Elles ne sont pas justifiables, même en période de conflit

Les coupures générales d’internet sont considérées comme contraires au droit international des droits de l’homme. En juin 2016, le Conseil des droits de l’homme des Nations Unies a adopté une résolution condamnant les coupures de réseaux et autres restrictions intentionnelles d’accès, qualifiées de violations du droit international des droits de l’homme.

En novembre 2016, la Commission africaine des droits de l’homme et des peuples a publié une déclaration affirmant que les coupures d’internet ne sont pas justifiables, en vertu du droit international des droits de l’homme, même en période de conflit. Les Principes sur la liberté d’expression et le respect de la vie privée du Global Network Initiative (GNI) vont dans le même sens.

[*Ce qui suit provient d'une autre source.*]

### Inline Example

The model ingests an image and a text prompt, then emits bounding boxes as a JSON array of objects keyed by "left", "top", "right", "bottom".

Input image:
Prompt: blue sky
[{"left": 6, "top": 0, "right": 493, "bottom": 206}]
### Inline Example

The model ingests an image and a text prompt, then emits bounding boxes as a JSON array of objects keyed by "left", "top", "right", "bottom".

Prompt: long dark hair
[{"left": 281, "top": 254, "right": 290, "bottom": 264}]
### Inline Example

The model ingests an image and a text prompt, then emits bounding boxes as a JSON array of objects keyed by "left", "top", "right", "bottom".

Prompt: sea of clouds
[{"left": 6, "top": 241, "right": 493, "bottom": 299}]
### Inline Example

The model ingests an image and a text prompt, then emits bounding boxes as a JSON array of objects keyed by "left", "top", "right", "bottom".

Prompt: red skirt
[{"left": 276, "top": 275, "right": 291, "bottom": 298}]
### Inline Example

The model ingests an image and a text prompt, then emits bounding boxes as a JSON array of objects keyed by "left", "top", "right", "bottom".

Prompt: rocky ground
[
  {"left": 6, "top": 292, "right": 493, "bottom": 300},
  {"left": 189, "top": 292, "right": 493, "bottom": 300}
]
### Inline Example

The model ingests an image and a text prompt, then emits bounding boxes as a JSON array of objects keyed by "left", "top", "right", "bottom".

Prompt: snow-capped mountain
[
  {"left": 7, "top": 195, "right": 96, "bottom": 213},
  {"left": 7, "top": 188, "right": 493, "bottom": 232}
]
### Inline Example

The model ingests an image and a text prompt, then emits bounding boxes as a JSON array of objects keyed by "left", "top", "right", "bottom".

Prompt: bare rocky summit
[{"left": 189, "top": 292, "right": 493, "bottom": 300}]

Principes directeurs des Nations unies

Les entreprises de télécommunications ont la responsabilité de respecter les droits de l’homme. Pour ce faire, elles doivent se conformer, entre autres, aux Principes directeurs des Nations Unies relatifs aux entreprises et aux droits de l’homme, qui sont le document de référence, auquel on pourrait ajouter le Guide d’application de ces mêmes Principes directeurs destiné au secteur des nouvelles technologies de l’information et de la communication (TIC).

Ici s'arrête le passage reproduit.